Text Herwig Korbel und Georg Gaulhofer
Fotos Herwig Korbel
Die Höhle
Der Kluftschacht liegt östlich des Herrenbodens, auf der Tonionalpe im Mariazellerland, Steiermark: Höhlenkatasternummer 1762/23. Die Höhle ist ein Schacht mit 10 - 12m Tiefe. Vermessen wurde die Höhle von Pauline Obereder und Lukas Plan am 12.10.2019. Dabei bemerkten sie das Müllproblem.
Die Aufgabe
Die Höhle vom Müll befreien und den Müll auf eine Deponie der Gemeinde Mariazell bringen. Die Reinigung des Kluftschachtes erfolgt im Rahmen der Aktion Saubere Höhlen des Verbandes Österreichischer Höhlenforschung VÖH.
Datum
Die Höhlenreinigung erfolgte am 1.9.2023. Dauer der Arbeiten von 8:00 bis 17:00
Personen vor Ort
An der Reinigung vor Ort waren 10 Personen beteiligt. Dabei haben 5 Personen die Höhle auch befahren, um sie vom Müll zu befreien. Details zu den beteiligten Personen, Vereinen und Behörden weiter unten.

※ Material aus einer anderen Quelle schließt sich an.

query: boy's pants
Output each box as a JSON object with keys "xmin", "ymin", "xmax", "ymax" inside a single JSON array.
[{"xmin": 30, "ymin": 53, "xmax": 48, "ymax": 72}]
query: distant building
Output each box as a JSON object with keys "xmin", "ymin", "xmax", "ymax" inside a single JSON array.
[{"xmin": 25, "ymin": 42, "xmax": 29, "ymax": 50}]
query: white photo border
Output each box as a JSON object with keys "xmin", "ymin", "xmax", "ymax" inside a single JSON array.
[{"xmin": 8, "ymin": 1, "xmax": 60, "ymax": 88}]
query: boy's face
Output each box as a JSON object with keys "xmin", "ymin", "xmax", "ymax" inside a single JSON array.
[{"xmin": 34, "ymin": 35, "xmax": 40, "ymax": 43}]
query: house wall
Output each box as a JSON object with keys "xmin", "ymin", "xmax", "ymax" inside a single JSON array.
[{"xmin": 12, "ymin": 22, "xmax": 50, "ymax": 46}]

Hinten links Luigi Schoelnhammer, hinten rechts Martin Schneck. Mitte von links nach rechts: Georg Gaulhofer, Thomas Gundacker, Katharina Bürger, Peter Tributsch. Vorne von links nach rechts: Monika Plenk, Florian Gundacker, Herwig Korbel, der nicht unhöflich mit dem Handy spielt, sondern damit die Kamera bedient.
Material und Equipment
Eine Akkuseilwinde, 5 Big Bags, viele Müllsäcke, ein VW-Transporter und andere Transportfahrzeuge für Personen und Material, Kletterseile, Schleifsäcke, Schliefanzüge, Schutzhelme, Stirnlampen ... also die übliche Ausrüstung für die Höhlenbefahrung ... und ein Hornschlitten, der dann noch eine besondere Bedeutung bei einem heiklen Rettungseinsatz kriegen sollte. Deshalb sind auf dem Gruppenfoto auch nur 9 statt 10 Personen zu sehen. Details zu diesem Vorfall weiter unten.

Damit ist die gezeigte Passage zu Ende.